Jacob Marley ist tot – so beginnt Charles Dickens großartige Christmas Carol. Unzählige Schulen führen genauso auf wie die American Drama Group, wie dem geizigen, hartherzigen Ebenezer Scrooge, Geschäftspartner des verstorbenen Marley, die Geister vergangener Weihnachten erscheinen. Gestern Abend gab es dann noch einmal einen besonderen Leckerbissen: Christoph Tiemann als Ebenezer Scooge im Bowler lud ins Planetarium ein, um seine Geschichte zu lesen.
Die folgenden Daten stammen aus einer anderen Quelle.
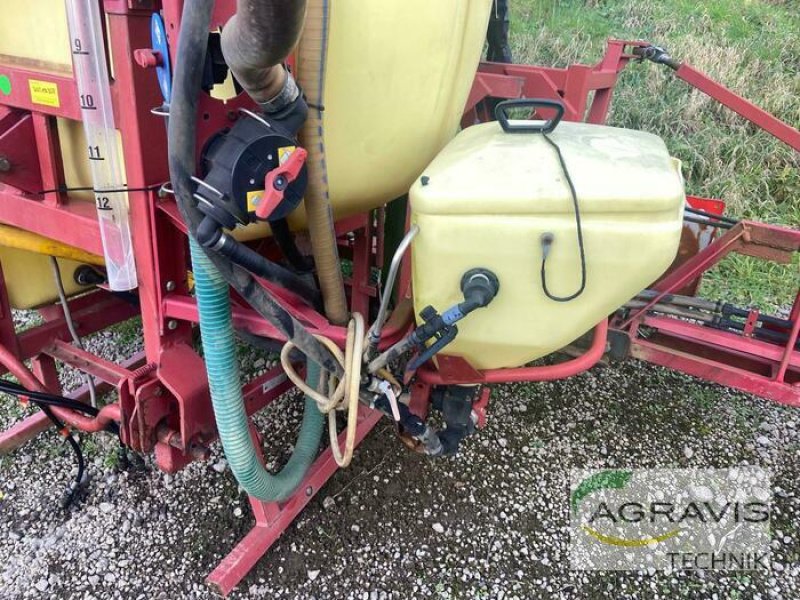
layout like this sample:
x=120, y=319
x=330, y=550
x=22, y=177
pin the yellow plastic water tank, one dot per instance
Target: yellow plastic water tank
x=397, y=78
x=488, y=198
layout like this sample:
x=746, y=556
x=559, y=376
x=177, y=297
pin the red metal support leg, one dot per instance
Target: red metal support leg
x=273, y=518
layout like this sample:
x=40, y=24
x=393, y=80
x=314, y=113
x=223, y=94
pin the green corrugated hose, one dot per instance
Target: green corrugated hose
x=219, y=348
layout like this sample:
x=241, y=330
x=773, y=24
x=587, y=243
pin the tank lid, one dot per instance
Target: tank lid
x=487, y=171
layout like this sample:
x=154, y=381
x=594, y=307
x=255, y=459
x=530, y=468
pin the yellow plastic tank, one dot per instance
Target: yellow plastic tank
x=397, y=76
x=488, y=198
x=31, y=277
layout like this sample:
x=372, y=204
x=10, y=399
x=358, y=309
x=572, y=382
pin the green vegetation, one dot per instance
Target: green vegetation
x=749, y=46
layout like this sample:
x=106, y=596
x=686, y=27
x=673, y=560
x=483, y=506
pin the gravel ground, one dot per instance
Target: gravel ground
x=492, y=522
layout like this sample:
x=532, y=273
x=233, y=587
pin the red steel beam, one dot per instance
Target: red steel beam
x=758, y=116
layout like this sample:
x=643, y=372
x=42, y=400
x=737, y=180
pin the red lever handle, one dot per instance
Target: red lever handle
x=277, y=180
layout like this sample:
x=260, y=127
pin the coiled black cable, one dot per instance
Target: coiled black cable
x=547, y=239
x=44, y=401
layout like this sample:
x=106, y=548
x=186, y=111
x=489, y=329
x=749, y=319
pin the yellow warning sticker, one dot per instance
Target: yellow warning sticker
x=44, y=92
x=253, y=198
x=284, y=153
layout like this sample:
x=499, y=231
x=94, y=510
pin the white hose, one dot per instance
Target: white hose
x=341, y=394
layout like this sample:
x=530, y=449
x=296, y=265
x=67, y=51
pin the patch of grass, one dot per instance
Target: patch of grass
x=751, y=47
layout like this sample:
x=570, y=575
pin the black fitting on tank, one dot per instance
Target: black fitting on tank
x=479, y=286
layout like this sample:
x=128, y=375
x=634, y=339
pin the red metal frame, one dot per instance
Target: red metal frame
x=162, y=405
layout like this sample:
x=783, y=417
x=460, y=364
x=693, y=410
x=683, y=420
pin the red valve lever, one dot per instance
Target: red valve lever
x=277, y=180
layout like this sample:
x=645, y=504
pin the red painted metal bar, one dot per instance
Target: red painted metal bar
x=546, y=373
x=108, y=414
x=90, y=313
x=97, y=367
x=716, y=371
x=790, y=352
x=718, y=338
x=73, y=223
x=758, y=116
x=46, y=92
x=29, y=427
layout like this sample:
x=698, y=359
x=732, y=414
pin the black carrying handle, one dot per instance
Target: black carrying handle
x=501, y=114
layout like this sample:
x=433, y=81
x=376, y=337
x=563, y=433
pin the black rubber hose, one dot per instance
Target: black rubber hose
x=14, y=389
x=210, y=235
x=189, y=65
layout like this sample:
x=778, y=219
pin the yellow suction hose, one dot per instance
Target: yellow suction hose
x=311, y=59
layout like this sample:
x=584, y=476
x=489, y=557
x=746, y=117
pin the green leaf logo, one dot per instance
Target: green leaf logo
x=610, y=479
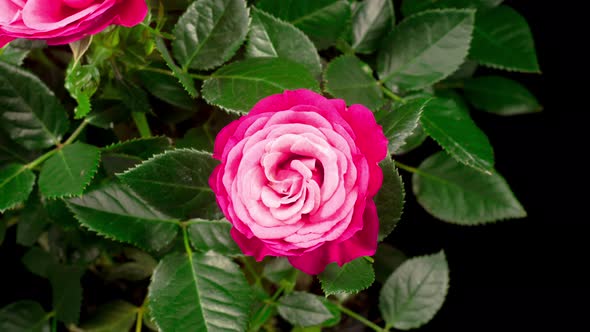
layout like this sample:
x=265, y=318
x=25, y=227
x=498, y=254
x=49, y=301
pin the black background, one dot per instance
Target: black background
x=517, y=275
x=531, y=273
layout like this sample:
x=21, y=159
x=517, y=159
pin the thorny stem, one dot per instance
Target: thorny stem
x=252, y=271
x=267, y=304
x=140, y=311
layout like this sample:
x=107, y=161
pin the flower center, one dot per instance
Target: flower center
x=293, y=184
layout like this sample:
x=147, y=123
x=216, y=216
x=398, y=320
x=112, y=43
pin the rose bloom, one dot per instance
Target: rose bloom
x=65, y=21
x=297, y=179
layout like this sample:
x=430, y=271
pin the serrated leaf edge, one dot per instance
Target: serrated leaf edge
x=468, y=222
x=325, y=81
x=107, y=236
x=231, y=51
x=12, y=204
x=440, y=11
x=347, y=291
x=156, y=156
x=290, y=25
x=446, y=289
x=93, y=171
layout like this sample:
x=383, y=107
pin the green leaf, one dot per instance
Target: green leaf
x=66, y=292
x=141, y=266
x=133, y=97
x=111, y=317
x=334, y=310
x=201, y=292
x=32, y=222
x=413, y=141
x=11, y=152
x=500, y=95
x=2, y=231
x=271, y=37
x=278, y=269
x=183, y=77
x=351, y=278
x=303, y=309
x=371, y=21
x=16, y=184
x=38, y=261
x=413, y=294
x=106, y=113
x=502, y=39
x=59, y=213
x=82, y=81
x=348, y=78
x=390, y=199
x=29, y=112
x=166, y=88
x=142, y=148
x=79, y=48
x=387, y=259
x=23, y=316
x=121, y=156
x=240, y=85
x=213, y=235
x=466, y=70
x=176, y=183
x=69, y=171
x=410, y=7
x=458, y=194
x=13, y=55
x=197, y=138
x=117, y=212
x=425, y=48
x=401, y=122
x=449, y=123
x=148, y=321
x=209, y=33
x=322, y=20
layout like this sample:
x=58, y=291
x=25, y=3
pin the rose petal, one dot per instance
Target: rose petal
x=363, y=243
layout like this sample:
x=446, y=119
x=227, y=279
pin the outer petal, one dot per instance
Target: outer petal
x=291, y=98
x=4, y=40
x=363, y=243
x=130, y=12
x=371, y=140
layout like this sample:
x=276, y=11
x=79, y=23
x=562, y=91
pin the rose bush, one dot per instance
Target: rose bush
x=65, y=21
x=297, y=179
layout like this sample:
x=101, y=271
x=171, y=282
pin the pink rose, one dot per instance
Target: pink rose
x=65, y=21
x=297, y=179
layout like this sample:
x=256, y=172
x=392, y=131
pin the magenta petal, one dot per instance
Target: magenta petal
x=372, y=142
x=289, y=99
x=251, y=247
x=363, y=243
x=4, y=40
x=131, y=12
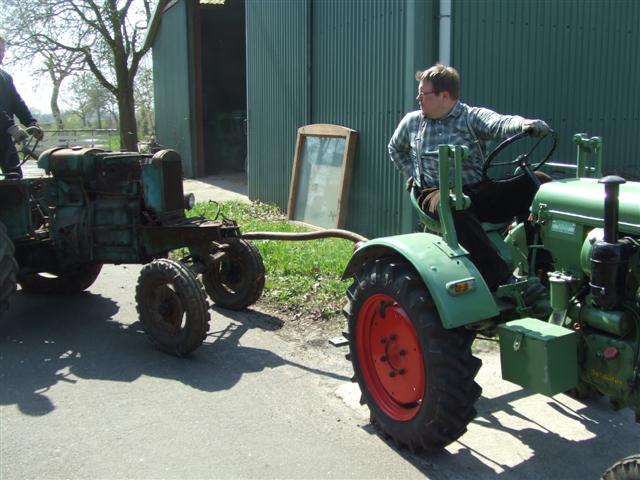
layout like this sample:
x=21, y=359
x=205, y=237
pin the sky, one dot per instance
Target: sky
x=36, y=95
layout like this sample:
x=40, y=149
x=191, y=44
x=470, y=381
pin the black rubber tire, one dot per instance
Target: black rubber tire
x=445, y=403
x=69, y=282
x=626, y=469
x=237, y=281
x=172, y=307
x=8, y=269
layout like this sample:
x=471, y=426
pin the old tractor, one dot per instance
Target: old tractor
x=417, y=302
x=97, y=207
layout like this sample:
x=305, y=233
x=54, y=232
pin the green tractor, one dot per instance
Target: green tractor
x=417, y=302
x=96, y=207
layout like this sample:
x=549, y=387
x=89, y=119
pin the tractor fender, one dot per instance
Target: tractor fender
x=440, y=269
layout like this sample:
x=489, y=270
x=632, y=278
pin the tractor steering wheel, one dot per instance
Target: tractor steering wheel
x=522, y=160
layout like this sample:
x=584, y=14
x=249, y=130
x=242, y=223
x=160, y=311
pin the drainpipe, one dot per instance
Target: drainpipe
x=444, y=40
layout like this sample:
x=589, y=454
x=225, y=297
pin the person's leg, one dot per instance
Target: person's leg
x=502, y=201
x=11, y=162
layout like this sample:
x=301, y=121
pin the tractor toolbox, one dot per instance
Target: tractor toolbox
x=539, y=356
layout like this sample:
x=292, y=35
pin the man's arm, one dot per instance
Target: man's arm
x=400, y=148
x=494, y=126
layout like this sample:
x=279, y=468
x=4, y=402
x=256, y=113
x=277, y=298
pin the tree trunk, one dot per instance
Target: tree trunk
x=128, y=124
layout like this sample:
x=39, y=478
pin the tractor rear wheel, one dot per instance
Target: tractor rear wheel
x=8, y=269
x=237, y=280
x=66, y=282
x=416, y=377
x=172, y=307
x=626, y=469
Ihm zur Seite stehen drei weitere Leser, eine Leserin und der Mann für die besonderen Momente am Piano ist Philipp Ritter. Schon allein die Atmosphäre ist einzigartig, gemütliche Stühle, auf denen man sich weit zurücklehnen kann, der abgedunkelte Kuppelsaal, Sterne am Himmel und immer wieder Bilder. Keine Bildergeschichte, sondern gerade so viel, dass die vielen Hörer dies eine Bild als Ausgangspunkt für ihre eigene Fantasiereise nehmen können, ein Weg, ein schneebedecktes Haus, die Räume des Angestellten Cratchit. Wenn Tiemann als Scrooge den Namen Cratchit ausspricht, ist das, als wollte er speien, als sei ihm übel, Cratchit, raus ist es. Dabei hat er die Stimme verzerrt, etwas höher als üblich, leicht gepresst. Gut kann man sich etwas rattenartiges vorstellen, schon erscheinen die Schnurhaare, gelbe Zähne, schnuppern, ein langer Schwanz – mit einem Wort: reiner Ekel. Dabei ist das, was Mr. Cratchit wünscht, nicht eben viel – ein paar glühende Kohlen statt abfrierende Finger. Urs von Wulfen ist genau die richtige Lese-Besetzung für Peter Cratchit – ein anständiger und zurückhaltender Vater, der einfach nur mit seiner Familie Weihnachten feiern möchte. Wenn die einzige Leserin, Sarah Giese, direkt im Anschluss an die Litanei von Ebenezer Scrooge in der Geschichte mit warmer Stimme fortfährt, wird der Kontrast besonders deutlich. Dramatische Musik – und dann erscheint das Bild des vor sieben Jahren verstorbenen Kompagnons Jacob Marley im Türklopfer – parallel dazu gibt es ein Bild an der Kuppel, mit Bronzelöwen und Ring. Marley kündigt schon mal die Geister an, die nachts erscheinen sollen. Auch wenn Scooge dem zunächst wenig Glauben schenkt: vor dem Erscheinen des ersten Geistes, kann einem tatsächlich etwas mulmig werden, so unter die Haut gehen die schlurfenden Ketten, die Geiger und Glocken. Dann ist es an Alexander Rolfes als Geist, Mr. Scrooge einzunorden. Und die Neigung, an Geister zu glauben, steigt und langsam ändert sich auch die Stimme von Tiemann, zunächst einfach nur ängstlicher. Die Geister nehmen ihn mit auf eine Reise in die Vergangenheit, Scrooge sieht Bilder längst vergangener Zeiten, Eltern, Schwester, Ausbildungsbetrieb. Spätestens, als er seine ehemalige Verlobte sieht, wird aus der Angst Trauer. Tilman Rademacher liest den Geist der diesjährigen Weihnacht und macht den Deckel drauf.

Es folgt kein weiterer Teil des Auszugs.